With its chugging rhythms and songs that barrel from start to finish like they’ve come out of the final corner and hit the straight, Swervedriver’s Raise is the perfect driving album. I mean, it’s right there in the band’s name, as well as songs like ‘Son Of Mustang Ford’ and ‘Pile-Up’. There are only a couple of tracks on Raise that don’t refer to cars or driving in some way. So it’s a shock then to hear the band’s frontman Adam Franklin admit that he doesn’t really drive. It’s like when you learn that Brian Wilson from The Beach Boys never surfed. “I mean, I’ve never lived anywhere where I’ve really needed a car,” Franklin explains with a laugh. “Living in London or New York or here [his current home of Oxford], you don’t really need a car. I can drive but I’ve never owned a car.”
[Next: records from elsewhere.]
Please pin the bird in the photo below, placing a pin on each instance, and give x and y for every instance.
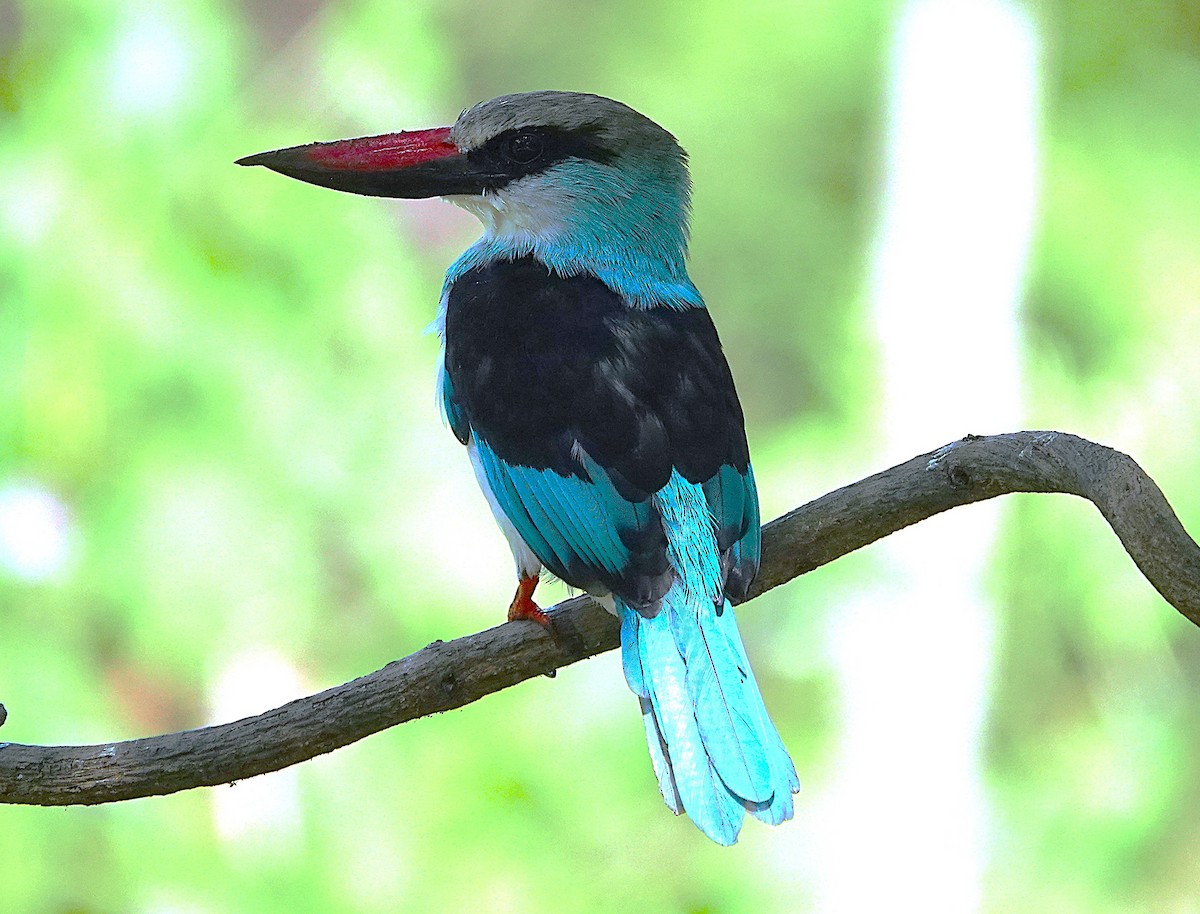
(581, 370)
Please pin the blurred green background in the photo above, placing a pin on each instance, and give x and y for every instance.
(223, 480)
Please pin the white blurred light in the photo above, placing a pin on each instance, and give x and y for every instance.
(35, 531)
(267, 806)
(30, 200)
(915, 657)
(153, 65)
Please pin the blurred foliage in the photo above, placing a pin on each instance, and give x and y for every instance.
(220, 377)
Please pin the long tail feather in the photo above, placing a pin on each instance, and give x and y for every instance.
(714, 750)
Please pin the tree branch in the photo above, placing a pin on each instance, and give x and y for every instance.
(447, 675)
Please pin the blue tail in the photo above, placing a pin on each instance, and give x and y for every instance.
(715, 752)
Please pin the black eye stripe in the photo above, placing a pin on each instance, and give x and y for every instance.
(523, 151)
(525, 146)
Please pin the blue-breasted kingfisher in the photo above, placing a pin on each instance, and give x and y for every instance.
(583, 374)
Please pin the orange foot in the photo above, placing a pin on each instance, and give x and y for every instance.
(523, 607)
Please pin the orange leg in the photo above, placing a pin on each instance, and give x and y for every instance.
(523, 607)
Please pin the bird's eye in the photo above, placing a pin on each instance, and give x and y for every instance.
(525, 148)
Swervedriver are returning to Australia this year, their first time in the country since their break-up in 1998. Although they’d been discussing the idea of a hiatus for a while before that, it was during their shows supporting Powderfinger in Australia that they finally decided to call it quits. They played their last show at a brewery in Western Australia in December of that year. “I think the larger Perth show had been two days before or something,” says Franklin, “and the final one was like an open air show, kind of in wine country as far as I remember. I think most of the band knew it was the last gig. I remember we didn’t play ‘Mustang Ford’ that night, which I think we should have done. We had played it the previous night. I guess we were alternating ‘Raise Down’ and ‘Mustang Ford’ or something. It wasn’t a particularly auspicious gig or anything like that. It was kind of nice to get it over with really.”

When they return it’ll be for an ATP-style album tour, playing Raise from beginning to end. That means they’ll be playing ‘Feels Surreal’, a song unperformed since the early 1990s. “That song dropped out of the set a long time ago but I do remember playing it at a show in London at the Youth Props venue and Anjali [Dutt], the girl who actually mixed the album, she came to that show and I do remember her saying, ‘It was a real surprise that you played that one.’ She said it was surprisingly rocking, so I guess we’ll see if we can get that one rocking again. It is quite interesting, that song has a lot of cool guitar sections. That should be a good challenge.”

Another challenge will be bringing out ‘Lead The Way You Dare’, a song that Franklin says they haven’t played together since the day they recorded it – it’s a studio track that works perfectly as a climax to an album but wouldn’t fit any other context. There’s also a batch of songs they have played before but not for a long time, the album tracks that tend to get skipped over these days when the band is building a setlist out of four albums and seven EPs’ worth of songs. “A lot of these songs, they haven’t been played for 20-odd years and they’ve got us going, ‘What’s going on here?’ and ‘How are we gonna figure this out?’ But I think it could be really cool and it’s good that it has that challenge, because a lot of the songs of course we always played. The ten-year break or whatever notwithstanding, a lot of the songs are almost printed in your arms as far as the moves that you make.”

Digging back into Raise has also reminded Franklin of the difficulties Swervedriver had in deciding what songs to include on the album, with the band members not only disagreeing with each other but also their management and record label about which songs – and which versions of those songs – were the best. Raise could have been a very different album. Franklin says there were four versions of what’s become its defining song – and arguably the band’s as well – ‘Son Of Mustang Ford’. His preference was for one that’s never been released, recorded during the same sessions as the rest of the album. In the end though, the label made the case that the earlier version they’d already released as a single was what people would want to hear when they bought the album.

There were also arguments around a song called ‘Over’, which has shown up on the reissue, and which Franklin had wanted on the original version. Band members Jimmy Hartridge and Adi Vines had sung on ‘Over’, but weren’t happy with how it sounded. “Jimmy and Adi used to do this kind of hardcore shouting vocal and then the second half of the song goes into this dreamier thing that I started doing in the studio. At the time, Jimmy and Adi, they weren’t comfortable doing that vocal so it became a big thing. To me that song was the centrepiece of the album.”

It’s the original version of Raise that they’ll be performing on this tour though, which is an oddly comforting way to experience a rock show. You’ve got the map and you’re guaranteed not to get lost on the way. “It’s interesting because you get into a show and you know what’s coming next,” Franklin says. “It’s quite nice in a way. I mean, it’s quite a strange thing.”

BY JODY MACGREGOR

Swervedriver plays Raise at Metro Theatre on Friday September 27.